Corre ora, di nuovo, in soccorso di Apu, e della serie tutta, il loro creatore: “Amo quel personaggio e mi spiacerebbe vederlo andar via”; soprattutto – così Groening – “mi addolora che i Simpson vengano criticati per la presenza di un indiano: chi è il miglior personaggio animato indiano degli ultimi 30 anni?”. Di più, “al cuore dello show c’è una premura: il fatto che i Simpson siano gialli e non rosa caucasico è voluto”, anche per “eliminare ogni connotazione razziale”.
Apu Nahasapeemapetilon, comparso per la prima volta nel 1990 (prima serie; ottavo episodio), mutua il nome da uno dei registi preferiti da Groening: Satyajit Ray, autore di Apu Trilogy. È chiaro che la polemica sia “inquinata”, eppure continua. E in Italia? Ancora si chiede ai doppiatori una inflessione stereotipata di africani, cinesi, tedeschi…?
“No, da tanti anni i cliché linguistici, spesso razzisti, non si usano più”, racconta Roberto Pedicini, voce eclettica da Kevin Spacey a Denzel Washington. “Tuttavia, il discorso è più complesso: il doppiaggio veicola una fruizione emotiva, dalle risate alla rabbia. Nei film comici, o nei cartoni, è facile che l’accento dei personaggi venga storpiato: ad esempio, in un episodio di Austin Powers, ho reso il dottor Male, che si ispira a Hannibal Lecter, leggermente gay e con accento abruzzese, mentre il lottatore di sumo ciccione l’abbiamo fatto parlare in napoletano. Ma nessuno si è offeso, ovviamente. È come fare la caricatura di un disegno: tutto è per rendere divertente la situazione. Spesso sono le stesse inflessioni dialettali o finto dialettali a essere di per sé comiche”.

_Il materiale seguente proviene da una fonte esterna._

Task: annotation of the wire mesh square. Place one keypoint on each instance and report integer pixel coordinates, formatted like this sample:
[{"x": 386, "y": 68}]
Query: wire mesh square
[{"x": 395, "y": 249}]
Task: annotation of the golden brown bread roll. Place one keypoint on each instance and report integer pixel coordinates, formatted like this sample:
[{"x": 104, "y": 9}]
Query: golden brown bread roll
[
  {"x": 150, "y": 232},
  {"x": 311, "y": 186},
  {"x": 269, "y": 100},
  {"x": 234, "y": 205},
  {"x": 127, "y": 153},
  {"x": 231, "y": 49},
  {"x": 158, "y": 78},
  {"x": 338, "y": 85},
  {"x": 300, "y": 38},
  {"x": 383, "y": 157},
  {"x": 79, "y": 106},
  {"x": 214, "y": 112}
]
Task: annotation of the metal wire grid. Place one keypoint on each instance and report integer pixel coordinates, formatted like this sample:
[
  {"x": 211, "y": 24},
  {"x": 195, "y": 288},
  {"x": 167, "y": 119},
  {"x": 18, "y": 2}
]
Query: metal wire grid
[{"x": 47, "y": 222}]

Anche per Carlo Valli, storica voce di Robin Williams, doppiatore, tra gli altri, dell’egiziano Omar Sharif, “dipende tutto dal tipo di film. Se si vuole far ridere è probabile che si ricorra agli stereotipi. La polemica americana mi sembra un po’ sterile: gli italiani nei loro film sono tutti meridionali”.
In attesa delle proteste della comunità italo-americana, torniamo a quella indiano-americana: ad aprile di quest’anno è andata in onda una puntata riparatoria, che ha sortito però l’effetto contrario. “Certe cose del passato, che un tempo venivano applaudite e considerate inoffensive, ora sono politicamente scorrette. Cosa possiamo fare?”, si chiedeva Lisa alla fine dell’episodio, rinfocolando – ahilei – il dibattito interetnico.

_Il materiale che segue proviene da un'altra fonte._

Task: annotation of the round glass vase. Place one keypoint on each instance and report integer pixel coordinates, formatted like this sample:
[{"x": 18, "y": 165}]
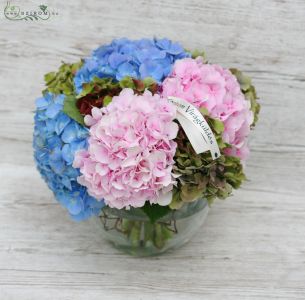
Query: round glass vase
[{"x": 131, "y": 230}]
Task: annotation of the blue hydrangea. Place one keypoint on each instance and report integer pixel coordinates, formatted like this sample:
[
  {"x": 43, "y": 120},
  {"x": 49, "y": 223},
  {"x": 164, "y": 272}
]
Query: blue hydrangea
[
  {"x": 139, "y": 59},
  {"x": 56, "y": 138}
]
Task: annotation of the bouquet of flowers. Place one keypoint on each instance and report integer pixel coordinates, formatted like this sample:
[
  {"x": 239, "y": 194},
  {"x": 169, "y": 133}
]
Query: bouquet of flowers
[{"x": 143, "y": 134}]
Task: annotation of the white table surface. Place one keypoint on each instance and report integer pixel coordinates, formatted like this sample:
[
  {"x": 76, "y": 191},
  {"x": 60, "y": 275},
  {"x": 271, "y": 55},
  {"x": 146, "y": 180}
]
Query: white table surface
[{"x": 252, "y": 245}]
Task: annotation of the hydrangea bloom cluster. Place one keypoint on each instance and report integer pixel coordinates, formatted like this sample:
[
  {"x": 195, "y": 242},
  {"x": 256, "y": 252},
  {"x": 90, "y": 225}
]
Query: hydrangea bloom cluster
[
  {"x": 56, "y": 138},
  {"x": 106, "y": 134},
  {"x": 216, "y": 89},
  {"x": 138, "y": 59},
  {"x": 130, "y": 155}
]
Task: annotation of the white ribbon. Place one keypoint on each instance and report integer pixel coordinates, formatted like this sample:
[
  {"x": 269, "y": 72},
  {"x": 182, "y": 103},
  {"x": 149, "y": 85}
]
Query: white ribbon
[{"x": 195, "y": 127}]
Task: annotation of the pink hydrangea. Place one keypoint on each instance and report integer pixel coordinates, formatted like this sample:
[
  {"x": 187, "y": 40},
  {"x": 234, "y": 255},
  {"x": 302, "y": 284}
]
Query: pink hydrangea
[
  {"x": 130, "y": 154},
  {"x": 216, "y": 89}
]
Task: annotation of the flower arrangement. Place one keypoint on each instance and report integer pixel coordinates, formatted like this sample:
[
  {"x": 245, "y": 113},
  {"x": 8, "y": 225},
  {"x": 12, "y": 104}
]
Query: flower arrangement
[{"x": 108, "y": 136}]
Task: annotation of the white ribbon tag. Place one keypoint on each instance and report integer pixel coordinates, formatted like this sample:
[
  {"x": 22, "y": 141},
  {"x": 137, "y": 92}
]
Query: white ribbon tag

In quei giorni anche Groening rilanciava la polemica, affermando che “la gente ama fingere di essere offesa”. Ora, invece, si spiega meglio sul New York Times: “Non mi riferivo specificamente ad Apu, ma alla cultura in generale… Penso che in questo momento particolare le persone si sentano così frustrate, impazzite e impotenti da scegliere le battaglie sbagliate. Condivido al 99% quello che dice Kondabolu: siamo in disaccordo solo su Apu”.
Poi, è vero, “come molti hanno sottolineato, che sono tutti stereotipi nel nostro spettacolo, perché questa è la natura del cartoon. Solo si cerca di non creare stereotipi riprovevoli. Comunque. Probabilmente ho detto troppo”. E certo che ha parlato troppo: dopotutto, è in tour per promuovere la sua nuova serie animata, Disincanto, in onda su Netflix dal 17 agosto. Politicamente scorretto lui o politicamente corretta lei (la pubblicità gratuita)?